In Israel we are on our way into lock-down. Again. Just as the Jewish High Holidays are upon us. A time of coming together to bring in the new year with prayer – giving our thanks for the previous year and sharing hopes for the new one – with family and friends, in synagogues and around our tables… Well, that is not going to happen this year.

While some may argue that this is most fitting considering the past 6 months, it is still frustrating. Frankly, I think we could have done better.

It is easy to blame the government (now that we finally have one!), and some might even say that they prefer this approach as the easy way out. It seems to me that the timing of the lock-down actually makes sense. Besides it limiting the masses customarily coming together, it also takes advantage of the numerous vacation days already built into the Israeli calendar during this time of the year. In their defense, I do realize that this is the first pandemic they have been called on to lead us through. But the numbers are rising quickly and every delay creates a sense of “too little, too late”.

The period leading up to Rosh Hashana – the Jewish New Year – is a period of introspection. Taking stock of where we are and who we are. Compare these with what and who we want to be. Make commitments to do better in the new year… Take personal responsibility for making the world a better place by each doing our part.

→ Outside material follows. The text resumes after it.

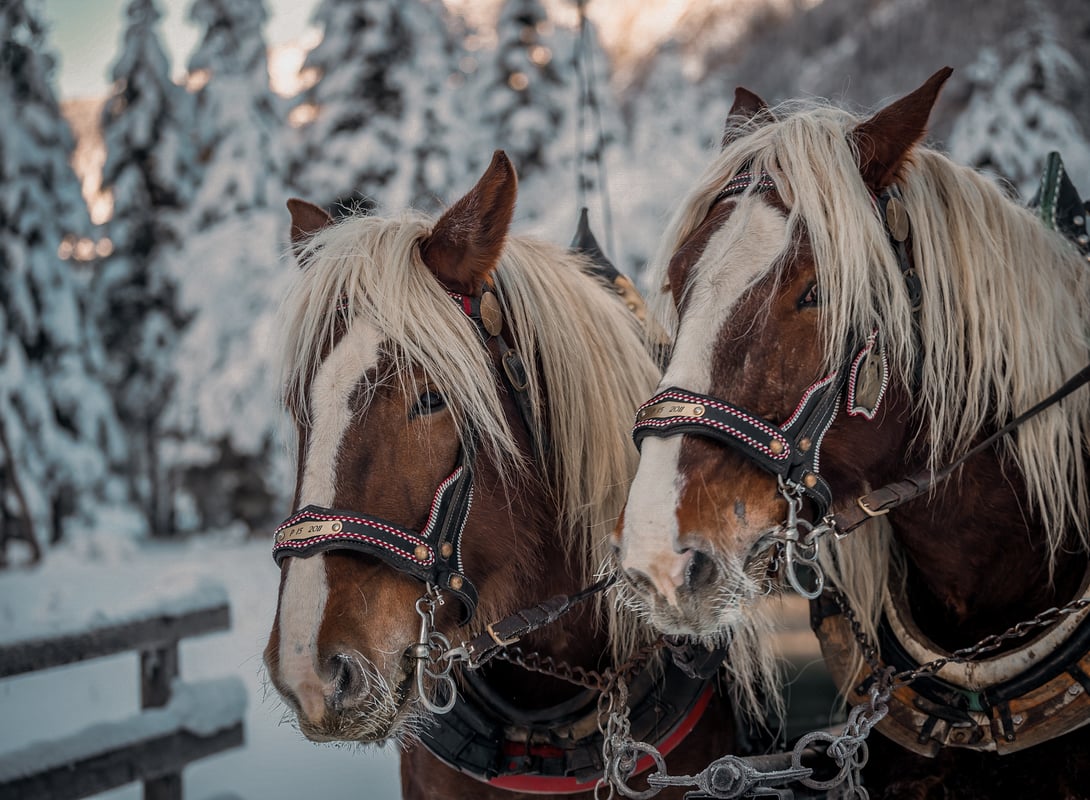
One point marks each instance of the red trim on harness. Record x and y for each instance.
(557, 785)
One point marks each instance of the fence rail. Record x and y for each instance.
(179, 723)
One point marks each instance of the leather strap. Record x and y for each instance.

“An early lesson I learned in my career was that whenever a large organization attempts to do anything, it always comes down to a single person who can delay the entire project.”

Ben Horowitz
The Hard Thing About Hard Things:
Building a Business When There Are No Easy Answers

I look around and I know that we can do better. We must take personal responsibility to adhere to the social-distancing guidelines, while creating personal accountability for the health of others in our communities.

That is the only way we can contain the pandemic, as we continue the search for a vaccine… May it arrive swiftly in the new year so we can start to rebuild – emotionally, economically and, most importantly, together.

Shana Tova! May it truly be a good year of health and prosperity for us all.